Components

For the implementation of the conceptual design it is useful to identify the major components. There is the data organization which is different from the data that a user has on its laptop. It is more structured. As the experiment has many different users and different interests we have to implement a model to give permissions to do certain things in the data management system. Finally, there are the processes and general organizational components of the product.

Data Organization

The main data entity used in organization and communication is the dataset. A dataset consists of one or more files that share a common metadata. For example, a Monte Carlo simulation sample of Higgs decays to two photons generated with a specific set of configurations has a number of files which end up in one dataset. If the user is interested in accessing one of the files, the user is very likely also interested in accessing the rest of the files in the given dataset. It thus makes sense to group them together and perform data operations together on them.

As it turns out, some of those data samples can get very large, which can be problematic when managing them. Therefore an intermediate level of organization is introduced. Files are actually first organized into blocks, and datasets are made of one or more blocks.

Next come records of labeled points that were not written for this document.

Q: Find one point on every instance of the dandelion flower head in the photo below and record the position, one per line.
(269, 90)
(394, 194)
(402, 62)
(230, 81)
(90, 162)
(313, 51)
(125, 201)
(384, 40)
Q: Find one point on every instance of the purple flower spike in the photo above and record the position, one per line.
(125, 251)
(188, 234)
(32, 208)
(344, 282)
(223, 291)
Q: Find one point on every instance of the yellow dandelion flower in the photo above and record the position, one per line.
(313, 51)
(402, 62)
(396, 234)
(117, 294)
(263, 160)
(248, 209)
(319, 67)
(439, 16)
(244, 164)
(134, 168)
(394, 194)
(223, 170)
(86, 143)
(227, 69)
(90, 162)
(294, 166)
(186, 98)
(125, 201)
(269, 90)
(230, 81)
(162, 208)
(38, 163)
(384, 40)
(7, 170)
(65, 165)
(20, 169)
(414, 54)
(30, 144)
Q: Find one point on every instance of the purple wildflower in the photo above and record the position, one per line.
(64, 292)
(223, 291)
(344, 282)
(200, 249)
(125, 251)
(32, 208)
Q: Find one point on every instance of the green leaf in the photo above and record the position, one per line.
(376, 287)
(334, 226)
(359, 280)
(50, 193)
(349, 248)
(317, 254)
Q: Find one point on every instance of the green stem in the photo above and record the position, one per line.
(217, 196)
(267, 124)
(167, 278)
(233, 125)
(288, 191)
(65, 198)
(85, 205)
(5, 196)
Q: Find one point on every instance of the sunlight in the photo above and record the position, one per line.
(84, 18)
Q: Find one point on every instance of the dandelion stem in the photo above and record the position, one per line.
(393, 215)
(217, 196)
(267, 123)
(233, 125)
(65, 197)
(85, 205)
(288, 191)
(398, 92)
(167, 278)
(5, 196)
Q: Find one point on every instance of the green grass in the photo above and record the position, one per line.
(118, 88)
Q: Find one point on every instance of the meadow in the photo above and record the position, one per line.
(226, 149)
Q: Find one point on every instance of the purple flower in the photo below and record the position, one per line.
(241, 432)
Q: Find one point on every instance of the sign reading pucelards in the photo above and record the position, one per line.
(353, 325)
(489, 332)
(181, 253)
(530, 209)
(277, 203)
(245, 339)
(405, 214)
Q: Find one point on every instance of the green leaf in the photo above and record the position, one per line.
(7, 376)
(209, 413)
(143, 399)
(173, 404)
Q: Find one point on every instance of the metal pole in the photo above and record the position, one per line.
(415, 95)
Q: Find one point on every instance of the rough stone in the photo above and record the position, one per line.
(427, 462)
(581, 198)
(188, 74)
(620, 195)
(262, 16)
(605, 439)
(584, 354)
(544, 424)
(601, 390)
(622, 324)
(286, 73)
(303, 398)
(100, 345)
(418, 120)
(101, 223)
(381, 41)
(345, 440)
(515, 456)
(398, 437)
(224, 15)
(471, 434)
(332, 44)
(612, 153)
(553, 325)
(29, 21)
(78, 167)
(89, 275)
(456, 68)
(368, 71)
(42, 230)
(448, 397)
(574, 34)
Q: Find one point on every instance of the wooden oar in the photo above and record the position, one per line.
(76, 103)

Dynamo’s atomic data unit is a file, which is uniquely identified with its Logical File Name (LFN). The logical file name will have to be translated to a Physical File Name (PFN) when trying to find the physical location of the file. Therefore each site defines its own namespace as a part of the site-specific configuration.

Authorization

In Dynamo, there is ultimately only one owner of the data at all storage sites, which is the user under which the Dynamo server runs. User management is therefore about controlling who can access and modify the metadata the system manages - for example, a privileged user can instruct Dynamo to go delete a dataset at a site, while non-privileged users can only read what data is available where. Users are identified by x509 certificates, and are given explicit authorization by the administrator of the system. Aside from private data produced and owned by individual analysts, typically only the operation team personnel needs access to the system.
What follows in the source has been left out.